I am training a Deep complex network. The Complex convolution, complex batch normalization etc are used from this repo.(https://github.com/wavefrontshaping/complexPyTorch). I am observing a unique problem which is that when I am training the model on 2 gpus(Titan RTX), The training accuracy is increasing where as the validation accuracy is stuck at around 17%. The same model is showing good validation accuracy (accuracy increasing with training ) when trained at single gpu.

I tried an experiment where I used a model from torchvision and tested on multiple gpu.

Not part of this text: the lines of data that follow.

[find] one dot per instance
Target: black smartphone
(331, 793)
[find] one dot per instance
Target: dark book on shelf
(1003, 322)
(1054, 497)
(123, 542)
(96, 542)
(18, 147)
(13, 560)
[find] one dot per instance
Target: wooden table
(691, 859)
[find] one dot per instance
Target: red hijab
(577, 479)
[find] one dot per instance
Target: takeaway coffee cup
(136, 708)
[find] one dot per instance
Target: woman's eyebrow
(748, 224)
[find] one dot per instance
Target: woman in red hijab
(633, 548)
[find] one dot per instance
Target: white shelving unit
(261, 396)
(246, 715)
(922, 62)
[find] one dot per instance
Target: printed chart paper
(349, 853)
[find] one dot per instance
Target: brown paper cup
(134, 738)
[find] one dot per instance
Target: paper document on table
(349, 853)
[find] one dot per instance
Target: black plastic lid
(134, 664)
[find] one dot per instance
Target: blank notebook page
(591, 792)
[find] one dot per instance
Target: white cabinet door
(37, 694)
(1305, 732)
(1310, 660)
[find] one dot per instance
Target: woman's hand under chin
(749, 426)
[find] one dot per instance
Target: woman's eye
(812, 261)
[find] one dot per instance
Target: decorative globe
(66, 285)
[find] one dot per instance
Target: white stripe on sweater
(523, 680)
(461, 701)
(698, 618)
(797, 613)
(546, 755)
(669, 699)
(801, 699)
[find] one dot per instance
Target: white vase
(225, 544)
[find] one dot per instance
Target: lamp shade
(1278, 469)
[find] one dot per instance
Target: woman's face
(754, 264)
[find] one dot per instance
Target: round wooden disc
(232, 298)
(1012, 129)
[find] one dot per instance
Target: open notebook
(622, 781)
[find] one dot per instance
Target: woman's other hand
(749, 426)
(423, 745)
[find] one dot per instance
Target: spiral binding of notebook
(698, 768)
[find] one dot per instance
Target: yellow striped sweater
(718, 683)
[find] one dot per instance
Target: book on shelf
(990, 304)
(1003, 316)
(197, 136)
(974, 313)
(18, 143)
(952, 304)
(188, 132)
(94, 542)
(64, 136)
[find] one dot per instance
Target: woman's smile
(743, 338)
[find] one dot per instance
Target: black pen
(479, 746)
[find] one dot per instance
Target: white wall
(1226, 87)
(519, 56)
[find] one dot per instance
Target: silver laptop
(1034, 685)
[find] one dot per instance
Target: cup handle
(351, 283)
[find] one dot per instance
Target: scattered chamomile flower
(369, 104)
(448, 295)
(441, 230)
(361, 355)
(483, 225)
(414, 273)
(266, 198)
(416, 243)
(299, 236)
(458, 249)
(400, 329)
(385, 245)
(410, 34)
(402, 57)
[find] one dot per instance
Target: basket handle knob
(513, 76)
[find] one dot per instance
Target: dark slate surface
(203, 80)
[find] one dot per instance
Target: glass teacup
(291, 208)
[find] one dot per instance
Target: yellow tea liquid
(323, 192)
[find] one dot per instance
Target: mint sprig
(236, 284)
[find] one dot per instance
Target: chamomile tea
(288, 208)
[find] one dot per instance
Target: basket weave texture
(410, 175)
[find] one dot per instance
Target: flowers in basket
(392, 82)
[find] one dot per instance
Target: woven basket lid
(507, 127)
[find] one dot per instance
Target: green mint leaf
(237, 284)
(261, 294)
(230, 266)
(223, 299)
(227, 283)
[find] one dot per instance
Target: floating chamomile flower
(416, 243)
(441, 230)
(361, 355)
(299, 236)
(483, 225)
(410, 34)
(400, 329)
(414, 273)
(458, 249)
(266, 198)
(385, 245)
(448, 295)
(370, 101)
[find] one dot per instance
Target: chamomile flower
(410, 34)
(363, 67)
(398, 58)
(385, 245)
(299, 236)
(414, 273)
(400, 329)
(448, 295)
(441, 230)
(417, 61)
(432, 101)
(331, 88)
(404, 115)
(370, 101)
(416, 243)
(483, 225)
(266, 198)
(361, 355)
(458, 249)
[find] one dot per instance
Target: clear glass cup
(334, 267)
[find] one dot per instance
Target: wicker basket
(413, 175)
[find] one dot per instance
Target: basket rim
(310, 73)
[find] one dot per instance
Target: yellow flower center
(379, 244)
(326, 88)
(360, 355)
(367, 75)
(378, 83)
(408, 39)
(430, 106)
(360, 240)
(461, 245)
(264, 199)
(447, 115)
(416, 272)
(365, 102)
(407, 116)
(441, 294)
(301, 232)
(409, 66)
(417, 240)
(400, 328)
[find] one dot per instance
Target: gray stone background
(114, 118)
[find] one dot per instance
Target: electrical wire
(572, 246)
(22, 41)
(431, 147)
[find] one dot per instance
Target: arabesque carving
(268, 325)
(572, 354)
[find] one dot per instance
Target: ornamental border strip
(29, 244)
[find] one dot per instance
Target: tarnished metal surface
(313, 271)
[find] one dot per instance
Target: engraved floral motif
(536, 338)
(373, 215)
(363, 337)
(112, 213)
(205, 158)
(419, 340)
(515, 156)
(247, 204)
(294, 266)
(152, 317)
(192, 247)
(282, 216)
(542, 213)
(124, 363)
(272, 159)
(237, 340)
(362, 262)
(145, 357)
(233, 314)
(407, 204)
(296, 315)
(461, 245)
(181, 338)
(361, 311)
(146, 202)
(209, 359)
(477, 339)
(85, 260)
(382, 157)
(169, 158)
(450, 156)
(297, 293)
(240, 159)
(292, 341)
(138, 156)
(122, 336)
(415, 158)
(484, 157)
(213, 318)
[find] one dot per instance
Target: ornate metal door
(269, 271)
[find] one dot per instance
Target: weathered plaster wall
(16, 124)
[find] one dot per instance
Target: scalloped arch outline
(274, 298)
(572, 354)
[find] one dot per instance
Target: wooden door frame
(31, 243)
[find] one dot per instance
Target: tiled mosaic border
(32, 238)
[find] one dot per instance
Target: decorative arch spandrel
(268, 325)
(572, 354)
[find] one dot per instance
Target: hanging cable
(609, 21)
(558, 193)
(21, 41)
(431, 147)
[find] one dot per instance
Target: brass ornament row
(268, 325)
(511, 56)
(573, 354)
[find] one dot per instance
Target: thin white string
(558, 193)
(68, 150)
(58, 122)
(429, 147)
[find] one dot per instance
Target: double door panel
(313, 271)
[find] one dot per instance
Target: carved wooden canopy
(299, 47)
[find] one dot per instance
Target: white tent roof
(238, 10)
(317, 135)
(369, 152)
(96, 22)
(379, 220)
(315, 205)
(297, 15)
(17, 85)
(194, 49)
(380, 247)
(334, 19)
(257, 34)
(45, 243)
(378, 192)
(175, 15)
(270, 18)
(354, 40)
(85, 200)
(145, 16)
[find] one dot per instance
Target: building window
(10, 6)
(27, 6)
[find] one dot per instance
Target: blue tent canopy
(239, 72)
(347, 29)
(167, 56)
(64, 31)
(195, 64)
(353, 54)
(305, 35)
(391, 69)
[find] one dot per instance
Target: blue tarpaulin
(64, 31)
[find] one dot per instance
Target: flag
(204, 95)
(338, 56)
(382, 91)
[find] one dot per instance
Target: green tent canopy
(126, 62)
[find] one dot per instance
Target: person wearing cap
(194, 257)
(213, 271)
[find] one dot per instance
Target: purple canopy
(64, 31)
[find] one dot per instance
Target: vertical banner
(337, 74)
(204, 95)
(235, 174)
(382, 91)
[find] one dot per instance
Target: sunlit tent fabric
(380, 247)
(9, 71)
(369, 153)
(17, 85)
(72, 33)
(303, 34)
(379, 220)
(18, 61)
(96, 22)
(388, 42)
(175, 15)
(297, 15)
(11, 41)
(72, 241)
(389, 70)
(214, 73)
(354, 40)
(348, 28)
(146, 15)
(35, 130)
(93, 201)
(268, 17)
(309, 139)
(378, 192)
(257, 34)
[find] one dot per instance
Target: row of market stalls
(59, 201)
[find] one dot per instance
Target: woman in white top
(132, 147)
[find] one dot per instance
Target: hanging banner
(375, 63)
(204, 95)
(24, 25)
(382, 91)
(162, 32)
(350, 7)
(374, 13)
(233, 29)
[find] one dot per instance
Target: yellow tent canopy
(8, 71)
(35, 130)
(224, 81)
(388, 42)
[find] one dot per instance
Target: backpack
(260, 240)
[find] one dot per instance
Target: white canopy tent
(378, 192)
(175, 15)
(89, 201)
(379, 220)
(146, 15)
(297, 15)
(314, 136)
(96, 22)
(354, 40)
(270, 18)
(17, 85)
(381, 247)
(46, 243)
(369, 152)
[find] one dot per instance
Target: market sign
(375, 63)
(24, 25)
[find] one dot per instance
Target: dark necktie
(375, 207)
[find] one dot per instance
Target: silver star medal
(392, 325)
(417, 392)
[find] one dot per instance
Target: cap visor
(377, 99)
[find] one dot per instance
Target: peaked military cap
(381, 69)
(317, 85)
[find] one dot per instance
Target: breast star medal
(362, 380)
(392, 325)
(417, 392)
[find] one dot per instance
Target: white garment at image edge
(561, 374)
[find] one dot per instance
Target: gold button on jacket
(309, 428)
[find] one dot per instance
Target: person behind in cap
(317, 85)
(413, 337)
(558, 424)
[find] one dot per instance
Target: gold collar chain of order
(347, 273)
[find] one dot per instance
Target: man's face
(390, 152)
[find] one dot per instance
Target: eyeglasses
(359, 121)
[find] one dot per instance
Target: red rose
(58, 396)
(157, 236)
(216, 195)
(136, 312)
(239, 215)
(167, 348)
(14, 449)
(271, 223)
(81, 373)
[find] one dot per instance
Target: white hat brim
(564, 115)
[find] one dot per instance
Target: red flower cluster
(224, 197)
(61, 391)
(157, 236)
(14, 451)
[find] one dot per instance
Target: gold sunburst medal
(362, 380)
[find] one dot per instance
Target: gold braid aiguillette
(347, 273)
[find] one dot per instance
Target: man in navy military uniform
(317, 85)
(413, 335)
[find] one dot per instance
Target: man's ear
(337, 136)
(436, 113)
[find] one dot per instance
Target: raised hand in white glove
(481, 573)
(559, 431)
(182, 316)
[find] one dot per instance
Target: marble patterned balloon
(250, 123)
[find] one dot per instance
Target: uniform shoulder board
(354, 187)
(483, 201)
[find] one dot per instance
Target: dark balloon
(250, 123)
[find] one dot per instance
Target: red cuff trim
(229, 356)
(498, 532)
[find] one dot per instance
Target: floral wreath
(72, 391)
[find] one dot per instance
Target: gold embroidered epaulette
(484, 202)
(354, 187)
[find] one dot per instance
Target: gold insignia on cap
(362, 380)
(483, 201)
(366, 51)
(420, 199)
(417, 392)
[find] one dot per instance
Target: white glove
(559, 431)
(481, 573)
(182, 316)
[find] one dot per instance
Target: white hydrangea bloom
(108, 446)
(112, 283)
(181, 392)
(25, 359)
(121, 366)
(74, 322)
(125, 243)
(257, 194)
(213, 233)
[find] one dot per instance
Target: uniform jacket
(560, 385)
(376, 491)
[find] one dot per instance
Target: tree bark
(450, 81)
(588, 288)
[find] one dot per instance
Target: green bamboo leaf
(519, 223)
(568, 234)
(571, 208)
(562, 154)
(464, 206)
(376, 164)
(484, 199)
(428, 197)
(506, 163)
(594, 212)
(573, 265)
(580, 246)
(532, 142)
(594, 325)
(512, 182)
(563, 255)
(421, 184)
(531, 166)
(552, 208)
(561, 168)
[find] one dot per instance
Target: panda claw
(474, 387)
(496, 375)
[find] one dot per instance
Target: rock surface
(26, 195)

It worked fine.
For the multiple GPU I am changing only one line

model=nn.DataParallel(complex_model)

I suspect that there might be a issue with parallel computation and complex network.
The tentative code is given below

  model=nn.DataParallel(complex_model)
  criterion = nn.CrossEntropyLoss()
  optimizer = torch.optim.Adam(model.parameters(), lr=0.001)
    for j in range(epoch):
        model.train()
        total=0
        correct=0
        for i,(real,imag, label) in enumerate(training_dataset_loader):
            real = real.cuda().float()
            imag = imag.cuda().float()
            label = label.cuda()
            label = label.view(-1).long()
            optimizer.zero_grad()
            outputs = model(real,imag)
            loss = criterion(outputs, label)
            print('iteration  == %d  epoch  == %d   loss  == %f '%(i+1,j+1,loss))
            loss.backward()
            optimizer.step()
            softmax = nn.Softmax(dim=1)
            outputs=softmax(outputs)
            _, predicted = torch.max(outputs.data, 1)
            total += label.size(0)
            correct += (predicted == label).sum().item()
        print('Accuracy of training set after %d epoch is %f ' % ((j + 1, correct / total * 100)))
        model.eval()
        num_total = 0
        total=0
        correct=0
        for i, (real,imag, label) in enumerate(validation_dataset_loader):
            real = real.cuda().float()
            imag = imag.cuda().float()
            label = label.cuda()
            label = label.view(-1).long()
            optimizer.zero_grad()
            outputs = model(real,imag)

            softmax = nn.Softmax(dim=1)
            outputs = softmax(outputs)
            _, predicted = torch.max(outputs.data, 1)
            total += label.size(0)
            correct += (predicted == label).sum().item()
        print('Accuracy of validation set after %d epoch is %f '% ((j+1,correct/total*100)))

for the input i am giving an spectrogram after separating real and imaginary part.
Am I missing something while using multiple gpus?